Contingency plans are nothing new for business operations. Workers get sick, take vacation, don’t perform as expected, etc. The business needs some slack capacity and/or a prioritization system when there isn’t enough capacity to meet demands. Process automation also isn’t particularly new. Again, you can build in slack capacity and/or task prioritization to manage outages or issues in your automation solutions.

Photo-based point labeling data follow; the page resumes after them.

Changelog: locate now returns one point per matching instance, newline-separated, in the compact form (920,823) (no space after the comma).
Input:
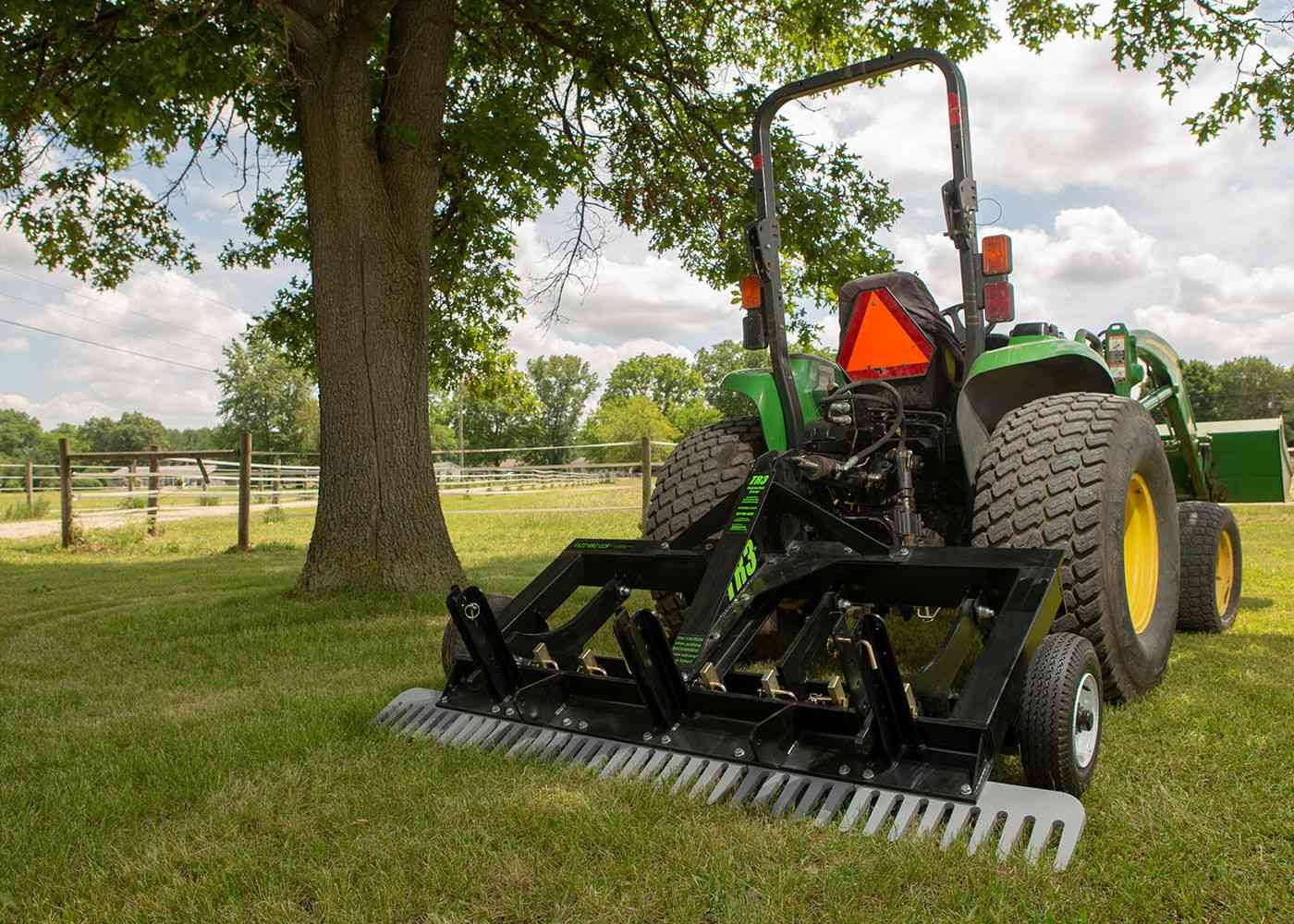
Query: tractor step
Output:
(1002,811)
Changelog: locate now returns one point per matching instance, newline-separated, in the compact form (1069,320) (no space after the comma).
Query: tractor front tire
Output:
(1087,474)
(1210,567)
(704,468)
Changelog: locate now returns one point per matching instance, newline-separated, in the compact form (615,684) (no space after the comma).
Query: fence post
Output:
(65,492)
(154,490)
(646,479)
(243,491)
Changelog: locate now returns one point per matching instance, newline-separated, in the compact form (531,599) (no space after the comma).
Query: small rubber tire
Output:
(1050,729)
(452,643)
(705,468)
(1202,529)
(1056,475)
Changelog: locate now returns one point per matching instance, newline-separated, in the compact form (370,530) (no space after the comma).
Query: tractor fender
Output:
(812,375)
(1012,375)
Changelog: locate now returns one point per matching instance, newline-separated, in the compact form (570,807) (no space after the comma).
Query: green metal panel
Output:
(812,375)
(1251,459)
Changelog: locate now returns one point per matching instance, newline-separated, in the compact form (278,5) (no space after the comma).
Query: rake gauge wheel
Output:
(1087,474)
(1210,567)
(452,643)
(704,468)
(1060,716)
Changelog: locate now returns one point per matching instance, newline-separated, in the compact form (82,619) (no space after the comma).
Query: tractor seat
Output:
(911,293)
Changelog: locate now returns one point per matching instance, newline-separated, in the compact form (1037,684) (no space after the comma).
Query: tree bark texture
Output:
(371,190)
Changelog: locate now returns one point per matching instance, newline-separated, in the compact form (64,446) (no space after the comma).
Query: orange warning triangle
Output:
(882,341)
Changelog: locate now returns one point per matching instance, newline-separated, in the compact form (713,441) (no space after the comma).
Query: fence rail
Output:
(187,480)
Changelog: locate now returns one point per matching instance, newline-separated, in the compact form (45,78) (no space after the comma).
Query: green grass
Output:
(181,739)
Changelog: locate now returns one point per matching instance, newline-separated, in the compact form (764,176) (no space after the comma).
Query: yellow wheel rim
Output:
(1226,572)
(1141,553)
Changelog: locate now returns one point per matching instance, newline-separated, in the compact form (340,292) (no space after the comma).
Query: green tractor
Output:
(948,543)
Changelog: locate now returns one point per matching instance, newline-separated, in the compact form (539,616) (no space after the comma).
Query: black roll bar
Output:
(959,203)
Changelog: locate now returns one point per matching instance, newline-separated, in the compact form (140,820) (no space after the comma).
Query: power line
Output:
(152,317)
(107,346)
(91,320)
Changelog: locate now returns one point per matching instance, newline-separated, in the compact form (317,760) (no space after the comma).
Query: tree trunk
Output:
(371,202)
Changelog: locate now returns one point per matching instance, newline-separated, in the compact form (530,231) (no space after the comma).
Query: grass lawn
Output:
(181,739)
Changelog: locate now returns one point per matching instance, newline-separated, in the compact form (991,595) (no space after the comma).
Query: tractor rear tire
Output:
(452,643)
(1210,567)
(1087,474)
(704,468)
(1060,714)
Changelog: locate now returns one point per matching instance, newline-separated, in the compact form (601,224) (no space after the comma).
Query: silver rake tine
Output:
(882,813)
(656,762)
(636,764)
(905,816)
(960,813)
(726,782)
(707,781)
(812,792)
(672,768)
(789,792)
(694,766)
(831,805)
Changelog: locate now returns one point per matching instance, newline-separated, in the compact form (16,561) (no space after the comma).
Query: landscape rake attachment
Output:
(857,746)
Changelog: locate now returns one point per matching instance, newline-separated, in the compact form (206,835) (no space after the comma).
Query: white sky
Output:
(1115,211)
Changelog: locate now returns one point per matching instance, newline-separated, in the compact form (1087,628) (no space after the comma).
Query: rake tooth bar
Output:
(876,810)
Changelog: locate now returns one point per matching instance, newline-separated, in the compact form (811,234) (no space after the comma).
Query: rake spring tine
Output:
(1068,842)
(672,768)
(466,732)
(1042,833)
(505,738)
(960,813)
(726,782)
(831,805)
(448,730)
(788,795)
(934,810)
(884,805)
(616,761)
(1009,833)
(754,777)
(521,745)
(707,779)
(656,762)
(812,792)
(636,764)
(862,798)
(769,790)
(906,811)
(694,766)
(554,747)
(983,826)
(571,748)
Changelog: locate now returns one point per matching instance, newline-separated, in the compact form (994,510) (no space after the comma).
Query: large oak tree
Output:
(413,135)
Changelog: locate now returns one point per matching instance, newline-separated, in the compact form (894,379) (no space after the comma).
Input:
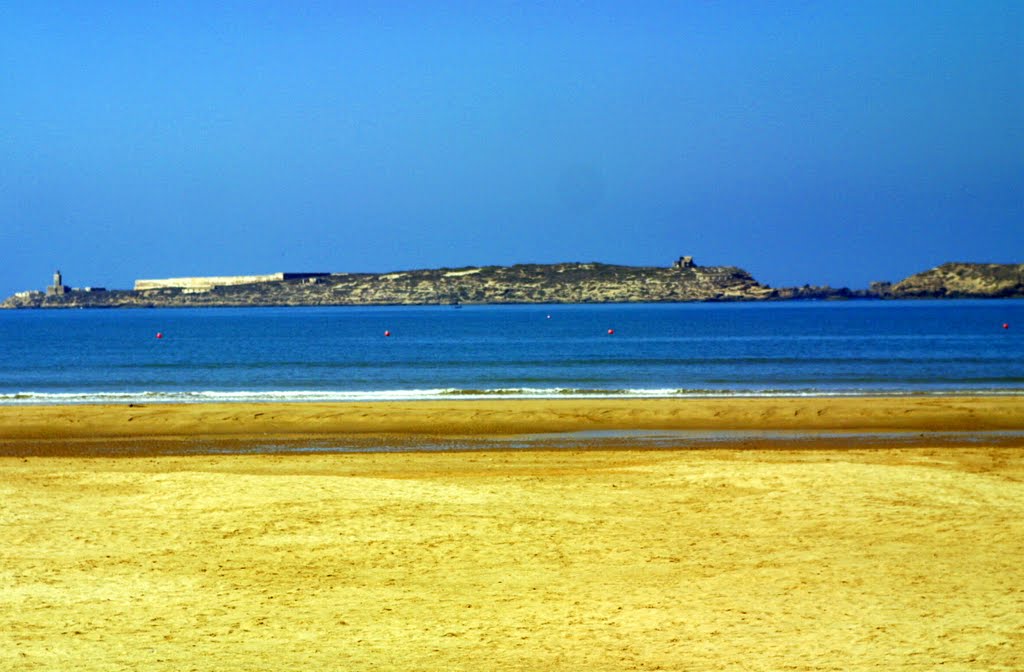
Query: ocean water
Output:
(342,353)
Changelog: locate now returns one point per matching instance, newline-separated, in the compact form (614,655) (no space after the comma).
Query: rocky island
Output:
(557,283)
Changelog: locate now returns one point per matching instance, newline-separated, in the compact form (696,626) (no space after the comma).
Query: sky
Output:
(808,142)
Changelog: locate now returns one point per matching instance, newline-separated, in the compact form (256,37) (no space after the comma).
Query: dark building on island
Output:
(57,288)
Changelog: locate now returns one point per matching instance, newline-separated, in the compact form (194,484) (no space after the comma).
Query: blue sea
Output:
(616,350)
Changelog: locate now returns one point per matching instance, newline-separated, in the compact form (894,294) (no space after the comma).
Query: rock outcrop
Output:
(560,283)
(958,280)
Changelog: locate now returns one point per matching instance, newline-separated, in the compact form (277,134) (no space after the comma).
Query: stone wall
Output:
(208,282)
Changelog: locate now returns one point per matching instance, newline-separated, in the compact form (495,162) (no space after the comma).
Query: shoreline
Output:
(383,426)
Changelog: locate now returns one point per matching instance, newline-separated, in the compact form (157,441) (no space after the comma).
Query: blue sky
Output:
(822,142)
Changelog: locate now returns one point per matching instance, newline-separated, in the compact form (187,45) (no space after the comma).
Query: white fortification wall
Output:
(205,283)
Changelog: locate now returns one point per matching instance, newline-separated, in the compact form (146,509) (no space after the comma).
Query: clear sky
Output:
(821,142)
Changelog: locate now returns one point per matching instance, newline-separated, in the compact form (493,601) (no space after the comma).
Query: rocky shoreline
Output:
(559,283)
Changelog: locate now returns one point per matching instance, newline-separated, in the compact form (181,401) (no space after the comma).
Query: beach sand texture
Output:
(724,558)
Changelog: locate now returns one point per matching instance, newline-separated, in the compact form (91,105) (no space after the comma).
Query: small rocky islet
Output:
(684,281)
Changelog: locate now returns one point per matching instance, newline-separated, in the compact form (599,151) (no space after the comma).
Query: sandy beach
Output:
(169,427)
(826,555)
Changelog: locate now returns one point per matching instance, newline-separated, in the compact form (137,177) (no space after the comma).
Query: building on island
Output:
(208,283)
(57,288)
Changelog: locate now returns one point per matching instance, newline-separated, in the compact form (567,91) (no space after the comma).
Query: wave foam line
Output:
(200,396)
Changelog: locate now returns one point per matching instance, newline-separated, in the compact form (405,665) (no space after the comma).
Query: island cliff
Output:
(558,283)
(960,280)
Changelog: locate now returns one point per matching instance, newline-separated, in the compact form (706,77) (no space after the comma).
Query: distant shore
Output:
(684,281)
(179,427)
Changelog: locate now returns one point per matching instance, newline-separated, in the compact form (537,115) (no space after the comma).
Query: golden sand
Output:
(71,429)
(875,558)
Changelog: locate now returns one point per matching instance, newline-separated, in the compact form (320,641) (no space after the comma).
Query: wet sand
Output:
(822,557)
(174,427)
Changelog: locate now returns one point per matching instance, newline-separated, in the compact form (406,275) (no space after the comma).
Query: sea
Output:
(340,353)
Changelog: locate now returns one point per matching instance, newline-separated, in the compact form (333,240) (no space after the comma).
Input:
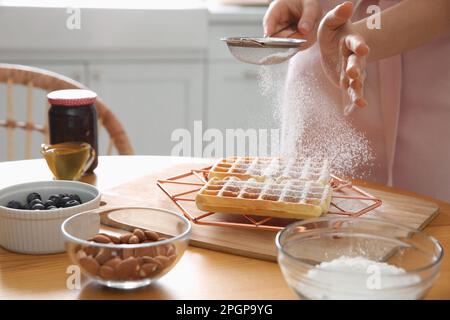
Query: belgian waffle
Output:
(260,169)
(284,199)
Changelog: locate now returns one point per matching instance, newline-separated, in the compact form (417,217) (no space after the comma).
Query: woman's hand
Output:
(302,16)
(344,53)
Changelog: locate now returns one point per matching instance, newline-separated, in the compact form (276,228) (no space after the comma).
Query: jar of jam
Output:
(73,118)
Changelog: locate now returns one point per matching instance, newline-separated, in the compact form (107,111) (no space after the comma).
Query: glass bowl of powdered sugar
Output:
(357,258)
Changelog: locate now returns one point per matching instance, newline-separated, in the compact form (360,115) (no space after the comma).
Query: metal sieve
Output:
(263,51)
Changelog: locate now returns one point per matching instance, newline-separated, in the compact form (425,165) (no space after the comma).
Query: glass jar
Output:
(73,118)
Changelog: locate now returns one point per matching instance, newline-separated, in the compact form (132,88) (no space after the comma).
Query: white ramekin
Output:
(39,232)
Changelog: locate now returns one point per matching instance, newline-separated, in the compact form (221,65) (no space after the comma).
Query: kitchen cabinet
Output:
(151,99)
(153,83)
(234,98)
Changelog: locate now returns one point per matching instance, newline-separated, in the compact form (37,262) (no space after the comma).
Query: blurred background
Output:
(158,65)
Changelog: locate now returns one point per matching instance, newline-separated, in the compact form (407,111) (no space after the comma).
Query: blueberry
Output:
(56,199)
(32,196)
(14,205)
(38,206)
(49,203)
(75,197)
(64,200)
(32,203)
(71,203)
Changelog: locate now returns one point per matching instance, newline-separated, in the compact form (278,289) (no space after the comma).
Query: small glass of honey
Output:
(68,160)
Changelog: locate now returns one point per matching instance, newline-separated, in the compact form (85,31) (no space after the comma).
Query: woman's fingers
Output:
(338,16)
(357,96)
(311,12)
(275,18)
(355,65)
(357,44)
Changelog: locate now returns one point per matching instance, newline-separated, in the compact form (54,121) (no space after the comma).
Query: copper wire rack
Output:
(347,200)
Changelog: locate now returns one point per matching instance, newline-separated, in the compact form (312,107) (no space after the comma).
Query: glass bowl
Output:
(357,258)
(126,247)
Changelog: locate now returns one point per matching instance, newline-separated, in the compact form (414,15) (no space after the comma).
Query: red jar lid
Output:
(72,97)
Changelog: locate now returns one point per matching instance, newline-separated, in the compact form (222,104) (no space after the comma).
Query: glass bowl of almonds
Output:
(126,247)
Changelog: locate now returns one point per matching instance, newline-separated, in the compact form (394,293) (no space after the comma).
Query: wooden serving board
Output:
(413,212)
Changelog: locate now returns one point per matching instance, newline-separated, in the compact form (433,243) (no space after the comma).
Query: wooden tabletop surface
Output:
(200,274)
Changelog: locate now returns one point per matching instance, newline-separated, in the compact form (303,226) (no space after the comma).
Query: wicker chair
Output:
(31,77)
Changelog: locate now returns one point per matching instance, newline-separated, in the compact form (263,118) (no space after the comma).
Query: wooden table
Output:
(201,274)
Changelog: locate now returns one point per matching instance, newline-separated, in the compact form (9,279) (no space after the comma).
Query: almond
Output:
(161,250)
(152,260)
(103,255)
(125,237)
(164,261)
(90,265)
(91,250)
(101,238)
(127,269)
(170,250)
(106,272)
(114,239)
(126,253)
(146,251)
(133,240)
(147,269)
(113,262)
(151,235)
(140,234)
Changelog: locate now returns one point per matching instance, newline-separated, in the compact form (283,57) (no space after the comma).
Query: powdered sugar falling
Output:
(311,123)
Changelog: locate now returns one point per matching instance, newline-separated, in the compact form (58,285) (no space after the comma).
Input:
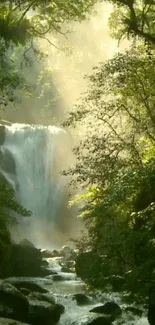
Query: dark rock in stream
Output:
(43,313)
(49,254)
(8,321)
(26,260)
(58,277)
(13,304)
(2,134)
(101,320)
(151,306)
(26,242)
(109,308)
(47,297)
(25,284)
(46,272)
(134,310)
(66,269)
(81,299)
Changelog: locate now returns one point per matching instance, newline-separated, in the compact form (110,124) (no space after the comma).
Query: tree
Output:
(115,160)
(22,24)
(134,19)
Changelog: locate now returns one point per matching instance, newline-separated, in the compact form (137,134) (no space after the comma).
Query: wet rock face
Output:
(109,308)
(101,320)
(8,321)
(13,303)
(81,299)
(151,307)
(2,134)
(26,260)
(7,162)
(28,284)
(41,312)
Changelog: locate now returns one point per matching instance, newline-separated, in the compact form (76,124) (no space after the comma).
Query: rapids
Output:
(64,290)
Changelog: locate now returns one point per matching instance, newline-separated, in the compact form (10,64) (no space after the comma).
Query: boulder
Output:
(109,308)
(81,299)
(8,321)
(26,283)
(2,134)
(46,272)
(43,313)
(151,306)
(42,297)
(7,162)
(57,277)
(45,263)
(116,281)
(134,310)
(13,304)
(48,254)
(66,269)
(88,263)
(101,320)
(26,260)
(26,242)
(66,251)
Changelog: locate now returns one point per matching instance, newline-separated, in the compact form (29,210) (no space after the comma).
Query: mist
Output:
(57,82)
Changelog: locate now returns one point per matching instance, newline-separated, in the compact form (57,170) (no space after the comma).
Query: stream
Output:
(64,289)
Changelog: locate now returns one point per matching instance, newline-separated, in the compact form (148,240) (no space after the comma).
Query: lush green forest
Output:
(115,159)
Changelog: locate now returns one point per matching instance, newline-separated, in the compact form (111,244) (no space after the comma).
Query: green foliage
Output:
(8,205)
(134,19)
(116,166)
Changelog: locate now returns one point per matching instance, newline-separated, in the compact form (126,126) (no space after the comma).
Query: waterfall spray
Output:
(39,154)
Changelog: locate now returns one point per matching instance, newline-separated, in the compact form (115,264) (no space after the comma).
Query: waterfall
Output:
(39,153)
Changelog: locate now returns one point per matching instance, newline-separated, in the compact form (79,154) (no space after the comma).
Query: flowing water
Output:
(64,290)
(31,159)
(39,154)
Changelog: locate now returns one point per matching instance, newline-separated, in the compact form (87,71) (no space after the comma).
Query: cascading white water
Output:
(39,154)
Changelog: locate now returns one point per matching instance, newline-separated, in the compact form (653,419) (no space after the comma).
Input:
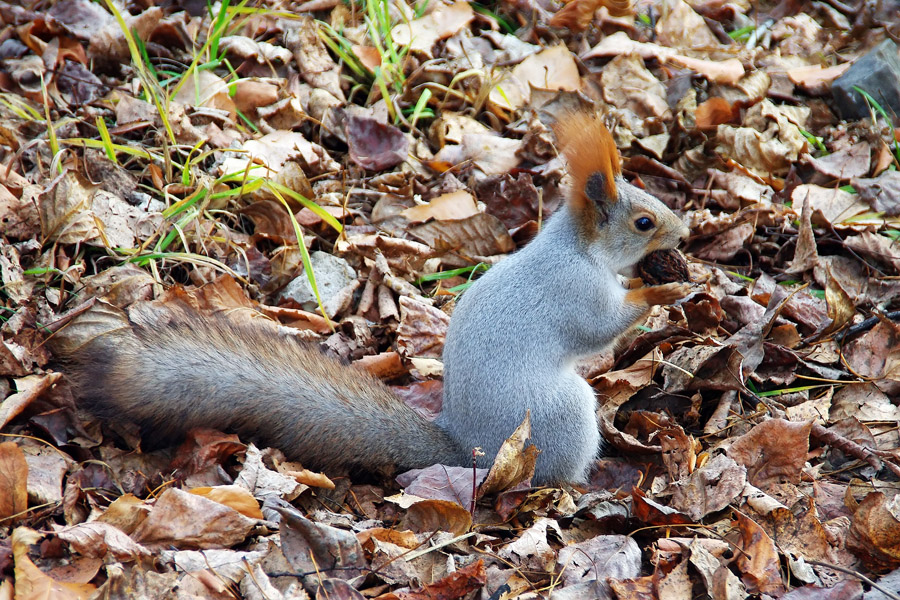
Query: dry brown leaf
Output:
(183,520)
(758,559)
(553,68)
(29,389)
(439,482)
(47,469)
(577,15)
(710,488)
(844,164)
(319,549)
(442,22)
(476,236)
(876,354)
(727,72)
(205,88)
(531,550)
(102,540)
(232,496)
(314,63)
(125,513)
(875,532)
(714,112)
(13,480)
(773,451)
(590,563)
(446,207)
(34,584)
(514,462)
(681,27)
(834,204)
(374,145)
(458,584)
(422,329)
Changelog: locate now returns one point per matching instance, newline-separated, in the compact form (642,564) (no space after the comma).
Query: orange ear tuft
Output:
(592,157)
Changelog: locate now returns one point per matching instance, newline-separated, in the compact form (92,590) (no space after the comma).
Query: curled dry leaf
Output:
(446,207)
(13,480)
(232,496)
(553,68)
(422,329)
(728,71)
(532,550)
(28,389)
(577,15)
(458,584)
(31,582)
(844,164)
(438,515)
(875,531)
(374,145)
(590,563)
(758,560)
(442,22)
(514,462)
(710,488)
(773,451)
(102,540)
(183,520)
(319,549)
(476,236)
(439,482)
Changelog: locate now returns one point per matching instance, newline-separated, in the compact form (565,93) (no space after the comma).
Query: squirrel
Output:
(513,341)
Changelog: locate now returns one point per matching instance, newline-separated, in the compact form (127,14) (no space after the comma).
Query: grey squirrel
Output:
(513,342)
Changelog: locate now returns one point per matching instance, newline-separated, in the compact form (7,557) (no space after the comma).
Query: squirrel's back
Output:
(170,371)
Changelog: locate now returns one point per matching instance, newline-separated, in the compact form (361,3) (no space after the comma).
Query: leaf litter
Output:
(211,155)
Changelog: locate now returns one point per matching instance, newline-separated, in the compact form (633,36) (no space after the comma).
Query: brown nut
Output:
(663,266)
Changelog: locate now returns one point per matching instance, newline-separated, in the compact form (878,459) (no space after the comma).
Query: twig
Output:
(866,325)
(856,574)
(851,448)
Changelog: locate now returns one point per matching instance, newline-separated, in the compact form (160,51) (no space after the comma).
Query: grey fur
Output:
(518,331)
(512,346)
(171,372)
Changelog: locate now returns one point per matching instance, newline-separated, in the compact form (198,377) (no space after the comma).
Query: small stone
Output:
(333,274)
(878,74)
(663,266)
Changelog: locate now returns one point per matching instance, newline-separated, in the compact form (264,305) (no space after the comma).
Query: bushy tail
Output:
(171,370)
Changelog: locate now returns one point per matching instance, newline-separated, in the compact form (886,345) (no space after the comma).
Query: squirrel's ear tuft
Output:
(592,157)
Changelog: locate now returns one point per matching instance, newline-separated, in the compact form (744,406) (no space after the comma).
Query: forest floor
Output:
(213,156)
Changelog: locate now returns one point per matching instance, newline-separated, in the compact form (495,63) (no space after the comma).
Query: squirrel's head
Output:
(612,216)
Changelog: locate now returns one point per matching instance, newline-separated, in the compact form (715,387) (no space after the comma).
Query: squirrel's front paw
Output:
(668,293)
(651,295)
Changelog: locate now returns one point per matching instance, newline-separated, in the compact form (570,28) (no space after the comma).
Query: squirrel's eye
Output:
(644,224)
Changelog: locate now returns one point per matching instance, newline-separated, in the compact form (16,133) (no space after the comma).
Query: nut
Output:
(663,266)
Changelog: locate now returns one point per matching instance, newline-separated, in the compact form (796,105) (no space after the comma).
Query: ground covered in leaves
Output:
(181,152)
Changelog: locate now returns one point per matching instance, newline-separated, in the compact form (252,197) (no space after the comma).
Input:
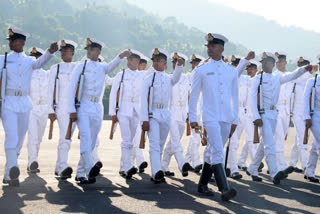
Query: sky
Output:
(304,14)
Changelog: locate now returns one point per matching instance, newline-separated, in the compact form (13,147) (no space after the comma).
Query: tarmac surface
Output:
(43,193)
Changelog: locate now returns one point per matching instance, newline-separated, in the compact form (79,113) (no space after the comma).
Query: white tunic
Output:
(19,71)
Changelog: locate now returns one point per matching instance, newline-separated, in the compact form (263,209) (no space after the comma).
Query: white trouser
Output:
(137,153)
(89,126)
(266,147)
(315,149)
(281,130)
(15,127)
(64,145)
(159,129)
(245,124)
(128,127)
(248,148)
(95,154)
(218,133)
(299,150)
(192,156)
(173,146)
(37,125)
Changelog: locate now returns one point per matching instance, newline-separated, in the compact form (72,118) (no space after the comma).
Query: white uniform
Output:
(299,150)
(90,111)
(283,120)
(218,83)
(315,128)
(61,111)
(192,156)
(39,113)
(128,114)
(178,110)
(95,155)
(245,124)
(17,104)
(270,90)
(160,121)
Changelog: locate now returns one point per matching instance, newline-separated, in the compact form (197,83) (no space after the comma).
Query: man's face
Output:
(174,63)
(142,66)
(93,53)
(268,65)
(215,50)
(281,64)
(159,63)
(194,64)
(251,71)
(17,45)
(133,63)
(67,54)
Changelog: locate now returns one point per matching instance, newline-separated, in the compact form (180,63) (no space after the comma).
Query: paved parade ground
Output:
(44,194)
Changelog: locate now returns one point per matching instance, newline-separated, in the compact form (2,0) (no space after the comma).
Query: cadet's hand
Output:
(73,116)
(125,54)
(193,125)
(52,117)
(308,123)
(53,47)
(251,55)
(233,128)
(145,126)
(180,61)
(258,123)
(114,118)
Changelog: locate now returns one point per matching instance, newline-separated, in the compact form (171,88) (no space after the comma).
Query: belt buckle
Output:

So, why should AI Agents be any different? They are just another way to automate tasks, right? The difference is that AI Agents add the additional complexity of probability, scope of actions, and changing behavior.
🎲 LLM-powered agents are probabilistic, meaning that you will get a distribution of different outcomes from the same input. The output won’t be the same every time. With traditional automation, you can in theory, have complete testing coverage of all possible scenarios. With AI Agents, you cannot.
🌍LLMs are built on a massive amount of data. You likely don’t want your AI Agent to make use of every part of that dataset. That means putting in guardrails to constrain the possible outputs. Human workers share this broad scope but are generally easier to keep from going off the rails.
💡Many agents use reinforcement learning to get better over time. This means you constantly have to reevaluate how the system is responding.
AI Agents are homogeneous replicas like process automation, but have the broad task scope of human workers. Combine this with machine learning and probabilistic output, and it is a bit like a dev team releasing updates into production at random with no notification. If something goes wrong, it’s going wrong everywhere, all at once.
So, what do we do? How do we leverage the advantages of AI Agents while minimizing risk?
1️⃣ Use the simplest form of automation that you can. Rules-based automation is powerful, easier to maintain, and more predictable.
2️⃣ Keep some people in the process. Subject matter experts can monitor and guide automation while also providing some fail-over capacity in emergencies.
3️⃣ Monitor your business with real-time operations, alerting, and anomaly detection.
4️⃣ Enable real-time tuning of AI Agents
5️⃣ Consider a heterogeneous AI environment with different models, system prompts, etc running in parallel. Distribute the workload across these agents. Monitor and adjust based on your business needs. You can pull out a problematic agent without taking down your whole infrastructure.
Agentic workflows are powerful but will require an evolution of operational support teams and systems to deliver on their promise.